The following is a list of episodes for the British BBC television drama, The Cut. The third series finished airing in December 2010 bringing the total number of episodes to 40 as 25-minute episodes and 200 as 5-minute episodes. The BBC have since confirmed that The Cut has not been recommissioned for a fourth series.

Summary

Episodes
The following is a list of episodes for the British BBC television drama, The Cut.

Series 1 (Sept – Dec 2009)

The 15-part first series was commissioned by the BBC in 2009 and began airing on 19 September 2009 and concluded on 19 December 2009 with the last two episodes shown together as a double bill. Each episode is 25 minutes long but is split up into daily five 5-minute daily chunks online throughout the week before the official broadcast. The series was repeated almost immediately after it had ended.

The series started by introducing six main characters – Jay, Marla, Olive, Stephen, Mack and Toni. Fin and Rosa also appeared in the first episode, but initially played a recurring role and did not become regular characters until later in the series. Another character, Tommy, is introduced in Episode 9. Marla's mother Amy makes a guest appearance in Episode 11, before joining the cast as a regular in Episode 14. At the end of the series, Jay and Fin are written out.

Series 2 (Apr – Aug 2010)

In February 2010 it was announced that the BBC has commissioned a second series of The Cut with a 13-part series which again each episode would be split up throughout each week in daily five-minute chunks. Open auditions for a new male (Alex) and a new female role (Catherine) were held shortly before the second series began filming, although many young hopefuls impressed the producers, but were not suited to those characters and had characters written for them instead, resulting in a lot more characters being introduced in the second series. The second series began airing on 24 April 2010 and concluded on 14 August 2010. A four-week break was taken after the first 8 episodes due to Wimbledon and the World Cup taking place. No repeats as yet have been shown of the second series, probably because the third series started less than two months later.

In the first episode, Frankie, Cameron, Alex and Rory are introduced. Episode 4 introduces Catherine and Episode 5 introduces Elliott. In the first few episodes, Rosa plays an extremely important role before disappearing from the series without explanation. Tommy is written out of the series at the end of Episode 6, but later returns at the end of Episode 12, just before the finale. Jay returns at the end of Episode 10, and stays for the rest of the series before being written out again, this time for good. Amy is also written out at the end of the series and Olive is killed off.
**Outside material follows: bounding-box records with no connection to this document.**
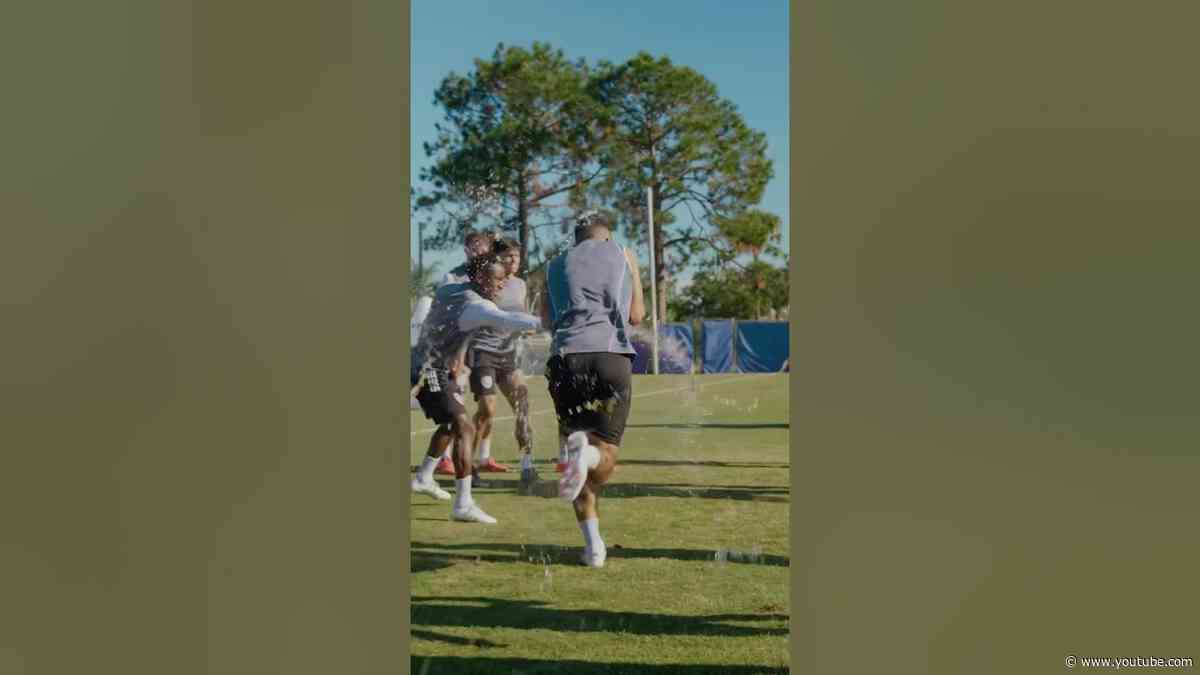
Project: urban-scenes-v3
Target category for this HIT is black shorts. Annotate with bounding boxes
[413,369,467,424]
[470,350,517,401]
[546,352,634,446]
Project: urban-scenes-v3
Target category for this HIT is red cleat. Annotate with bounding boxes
[478,458,509,473]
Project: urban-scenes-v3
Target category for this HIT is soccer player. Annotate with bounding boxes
[412,253,540,524]
[545,211,646,567]
[470,238,533,473]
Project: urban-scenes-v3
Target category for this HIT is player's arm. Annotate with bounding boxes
[458,300,539,333]
[539,292,554,330]
[625,249,654,325]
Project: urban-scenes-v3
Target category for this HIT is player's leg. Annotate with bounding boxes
[498,364,538,487]
[545,356,582,473]
[470,352,509,473]
[412,375,454,500]
[559,354,632,567]
[450,408,496,524]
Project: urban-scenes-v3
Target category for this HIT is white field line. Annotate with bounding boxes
[408,372,770,436]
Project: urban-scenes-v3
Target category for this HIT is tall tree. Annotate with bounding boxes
[420,42,599,274]
[588,52,774,317]
[671,261,788,319]
[713,209,784,263]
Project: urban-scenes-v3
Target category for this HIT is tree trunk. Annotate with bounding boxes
[517,175,529,279]
[652,185,667,322]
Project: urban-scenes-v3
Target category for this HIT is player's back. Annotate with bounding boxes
[546,239,634,354]
[472,276,528,354]
[412,283,482,372]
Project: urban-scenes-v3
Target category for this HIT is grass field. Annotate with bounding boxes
[410,375,791,675]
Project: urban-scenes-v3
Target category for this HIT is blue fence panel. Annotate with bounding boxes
[634,323,694,375]
[700,318,733,372]
[736,321,788,372]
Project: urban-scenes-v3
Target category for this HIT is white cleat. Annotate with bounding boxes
[450,504,496,525]
[580,546,608,568]
[558,431,588,502]
[413,478,450,502]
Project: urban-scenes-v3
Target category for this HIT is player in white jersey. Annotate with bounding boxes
[434,229,496,476]
[470,238,533,482]
[410,253,540,524]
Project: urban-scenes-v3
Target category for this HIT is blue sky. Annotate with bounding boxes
[412,0,788,277]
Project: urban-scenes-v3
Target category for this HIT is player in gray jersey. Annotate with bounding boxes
[545,211,646,567]
[410,253,540,522]
[470,238,533,476]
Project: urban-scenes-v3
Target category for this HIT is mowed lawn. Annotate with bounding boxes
[409,374,791,674]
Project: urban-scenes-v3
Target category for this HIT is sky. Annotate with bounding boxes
[410,0,788,283]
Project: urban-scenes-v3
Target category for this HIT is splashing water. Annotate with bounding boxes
[629,324,696,372]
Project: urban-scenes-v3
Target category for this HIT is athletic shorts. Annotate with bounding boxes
[546,352,634,446]
[470,350,517,401]
[413,369,467,424]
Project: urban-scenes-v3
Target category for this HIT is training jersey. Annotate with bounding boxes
[546,239,635,356]
[412,283,540,378]
[470,276,527,354]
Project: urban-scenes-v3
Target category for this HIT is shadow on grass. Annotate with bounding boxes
[409,542,791,573]
[617,456,792,468]
[597,483,791,502]
[625,422,791,429]
[409,656,788,675]
[412,631,508,647]
[412,596,788,634]
[408,454,792,470]
[414,473,791,499]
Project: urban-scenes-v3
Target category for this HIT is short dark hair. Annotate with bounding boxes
[467,252,500,283]
[492,237,521,256]
[575,210,612,244]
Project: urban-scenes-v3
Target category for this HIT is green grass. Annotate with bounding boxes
[410,375,790,675]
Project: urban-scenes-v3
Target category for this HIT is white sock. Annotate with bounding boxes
[416,455,438,483]
[454,476,470,510]
[580,518,604,554]
[580,446,600,468]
Series 3 (Sept – Dec 2010)

In July 2010 it was announced that the BBC had commissioned a third series of The Cut. Series 3 began on 2 October 2010 and concluded on 18 December 2010. The third series is 12 episodes long with each episode being split up in daily five minute segments like the previous two series. While this series was airing, it was the consensus of many fans that with the closure of BBC Switch, Series 3 might be the final series, but this had not been confirmed by the BBC at that point, although it now has been. After the first episode, a one-week break was taken due to The Commonwealth Games airing on the BBC, but an interactive episode launched on the Facebook page during the week, depicting Catherine's first day at Radio 1. The second and third episodes were shown together as a double bill.

As with the previous two series, Series 3 introduces several new characters. Episode 1 introduces Jack, Ryan, Ruby and Taylor. Luke is introduced in Episode 2 and Noah in Episode 4. Toni and Tommy are both written out at the start of the first episode – they appear at Olive's funeral and then both announce that they're leaving. Stephen plays a much less important role in this series – he leaves to go to Oxford at the end of Episode 3, although he appears briefly when Alex phones him in Episode 11, and he also appears in Episode 12 (the finale.) Rosa also returns in Series 3, in a recurring role similar to the role she played in Series 1. In Episode 2, it is announced that Rory has left, having not appeared since the end of Series 2. Amy also reappears unexpectedly in the final two episodes, and Olive appears as a ghostly apparition in the final scene.